By default ftpd uses a port that is one less than the port it is listening on to communicate back to the client for the EPRT, LPTR, and PORT commands. As the default port for ftpd is a privileged port below IPPORT_RESERVED, ftpd retains the ability to switch back to root privileges to bind these ports. In order to increase security by reducing the potential for a bug in ftpd providing a remote root compromise, ftpd permanently drops root privileges if one of the following is true:

ftpd runs on a port greater than IPPORT_RESERVED and the user logged in as a "guest" or "chroot" user.
ftpd is invoked using -r.

Don't create ~ftp/tmp if you don't want anonymous users to upload files there. The directory is necessary only if you want to display the error messages of conversion commands to the user. If uploads are disabled with the /etc/ftpd.conf directive upload, then this directory cannot be abused by the user in this way, so it should be safe to create.

Files:

/etc/ftpchroot: List of normal users to change root directory for.
/etc/ftpd.conf: Configure file conversions and other settings.
/etc/ftpusers: List of unwelcome and restricted users.
/etc/ftpwelcome: Welcome notice before login.
/etc/motd: Welcome notice after login.
/etc/nologin: If this file exists, display the contents of the file and refuse FTP access.
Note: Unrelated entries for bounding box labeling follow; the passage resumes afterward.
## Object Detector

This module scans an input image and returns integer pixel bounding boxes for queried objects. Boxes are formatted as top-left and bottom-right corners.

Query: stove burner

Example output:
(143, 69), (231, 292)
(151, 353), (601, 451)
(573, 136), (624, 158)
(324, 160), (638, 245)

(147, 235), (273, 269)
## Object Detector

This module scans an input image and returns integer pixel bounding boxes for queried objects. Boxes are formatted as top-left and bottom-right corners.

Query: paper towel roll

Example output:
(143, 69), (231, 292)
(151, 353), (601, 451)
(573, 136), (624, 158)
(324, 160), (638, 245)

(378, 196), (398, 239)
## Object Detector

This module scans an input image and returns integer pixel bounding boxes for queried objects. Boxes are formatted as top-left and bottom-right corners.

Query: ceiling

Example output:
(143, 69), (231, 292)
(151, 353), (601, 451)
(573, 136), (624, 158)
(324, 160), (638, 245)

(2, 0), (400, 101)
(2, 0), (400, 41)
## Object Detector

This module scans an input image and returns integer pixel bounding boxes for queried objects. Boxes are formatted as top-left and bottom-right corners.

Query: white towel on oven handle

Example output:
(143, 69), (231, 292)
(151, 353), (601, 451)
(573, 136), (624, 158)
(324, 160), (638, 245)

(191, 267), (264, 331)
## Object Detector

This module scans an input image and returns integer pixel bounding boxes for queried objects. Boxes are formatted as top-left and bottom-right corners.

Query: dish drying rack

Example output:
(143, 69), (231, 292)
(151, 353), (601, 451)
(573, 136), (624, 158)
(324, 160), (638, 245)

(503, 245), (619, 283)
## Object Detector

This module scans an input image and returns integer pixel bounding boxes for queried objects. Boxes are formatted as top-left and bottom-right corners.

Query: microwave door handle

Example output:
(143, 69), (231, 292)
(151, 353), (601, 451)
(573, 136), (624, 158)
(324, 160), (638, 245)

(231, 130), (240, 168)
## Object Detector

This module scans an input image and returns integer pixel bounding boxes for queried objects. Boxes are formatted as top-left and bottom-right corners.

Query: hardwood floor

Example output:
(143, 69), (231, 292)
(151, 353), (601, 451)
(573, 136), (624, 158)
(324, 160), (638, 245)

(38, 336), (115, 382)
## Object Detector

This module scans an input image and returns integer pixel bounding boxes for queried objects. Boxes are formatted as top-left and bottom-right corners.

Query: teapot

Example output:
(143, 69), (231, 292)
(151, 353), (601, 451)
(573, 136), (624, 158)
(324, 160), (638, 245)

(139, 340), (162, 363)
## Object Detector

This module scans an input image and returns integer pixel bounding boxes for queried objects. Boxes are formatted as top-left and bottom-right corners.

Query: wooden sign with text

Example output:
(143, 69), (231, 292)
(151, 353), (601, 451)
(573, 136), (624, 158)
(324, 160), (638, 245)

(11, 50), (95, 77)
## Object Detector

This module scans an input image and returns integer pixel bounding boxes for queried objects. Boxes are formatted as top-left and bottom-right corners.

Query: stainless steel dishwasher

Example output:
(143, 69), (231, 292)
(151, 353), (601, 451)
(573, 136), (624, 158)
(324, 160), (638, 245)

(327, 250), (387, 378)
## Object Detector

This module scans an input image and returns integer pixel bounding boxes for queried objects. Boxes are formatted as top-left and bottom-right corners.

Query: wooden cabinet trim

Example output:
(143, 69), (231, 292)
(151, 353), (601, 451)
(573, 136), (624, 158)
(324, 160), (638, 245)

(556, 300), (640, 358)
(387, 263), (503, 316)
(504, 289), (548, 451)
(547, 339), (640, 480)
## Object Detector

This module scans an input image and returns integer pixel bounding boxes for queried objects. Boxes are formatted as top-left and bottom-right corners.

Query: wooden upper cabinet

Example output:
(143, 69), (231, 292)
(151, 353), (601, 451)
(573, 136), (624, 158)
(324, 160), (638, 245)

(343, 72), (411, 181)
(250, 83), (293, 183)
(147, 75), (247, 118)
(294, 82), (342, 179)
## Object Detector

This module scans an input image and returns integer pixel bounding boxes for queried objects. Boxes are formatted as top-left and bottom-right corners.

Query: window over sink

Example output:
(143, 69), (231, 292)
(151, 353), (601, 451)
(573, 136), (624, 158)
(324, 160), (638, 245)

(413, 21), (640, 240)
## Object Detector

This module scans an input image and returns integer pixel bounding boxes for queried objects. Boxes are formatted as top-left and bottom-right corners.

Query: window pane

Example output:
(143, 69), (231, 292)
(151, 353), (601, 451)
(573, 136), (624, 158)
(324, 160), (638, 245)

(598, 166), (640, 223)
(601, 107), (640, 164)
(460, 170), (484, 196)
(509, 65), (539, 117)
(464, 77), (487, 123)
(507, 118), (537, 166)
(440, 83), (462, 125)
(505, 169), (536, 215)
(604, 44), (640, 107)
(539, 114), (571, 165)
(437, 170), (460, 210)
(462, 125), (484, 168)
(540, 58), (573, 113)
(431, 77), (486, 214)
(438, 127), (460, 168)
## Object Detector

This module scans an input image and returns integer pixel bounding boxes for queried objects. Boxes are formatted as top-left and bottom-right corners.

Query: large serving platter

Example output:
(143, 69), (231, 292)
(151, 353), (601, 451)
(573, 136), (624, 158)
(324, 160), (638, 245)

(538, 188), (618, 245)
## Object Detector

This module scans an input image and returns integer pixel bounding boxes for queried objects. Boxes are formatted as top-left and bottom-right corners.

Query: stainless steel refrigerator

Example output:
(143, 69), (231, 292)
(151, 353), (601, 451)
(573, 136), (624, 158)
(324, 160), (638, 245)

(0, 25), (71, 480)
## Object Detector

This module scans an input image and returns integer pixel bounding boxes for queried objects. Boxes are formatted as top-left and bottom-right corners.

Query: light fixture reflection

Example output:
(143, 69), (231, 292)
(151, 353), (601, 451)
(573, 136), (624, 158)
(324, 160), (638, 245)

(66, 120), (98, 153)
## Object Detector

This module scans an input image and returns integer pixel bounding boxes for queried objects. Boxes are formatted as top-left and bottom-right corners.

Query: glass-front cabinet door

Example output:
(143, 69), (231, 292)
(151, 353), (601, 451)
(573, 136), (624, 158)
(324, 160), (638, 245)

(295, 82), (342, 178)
The ftpd daemon requires the libsocket.so shared library.

Caveats:

The server must run as the superuser to create sockets with privileged port numbers. It maintains an effective user ID of the logged-in user, reverting to the superuser only when binding addresses to sockets. The possible security holes have been extensively scrutinized, but are possibly incomplete.

If the pipe manager isn't running, LIST and other commands may not be available.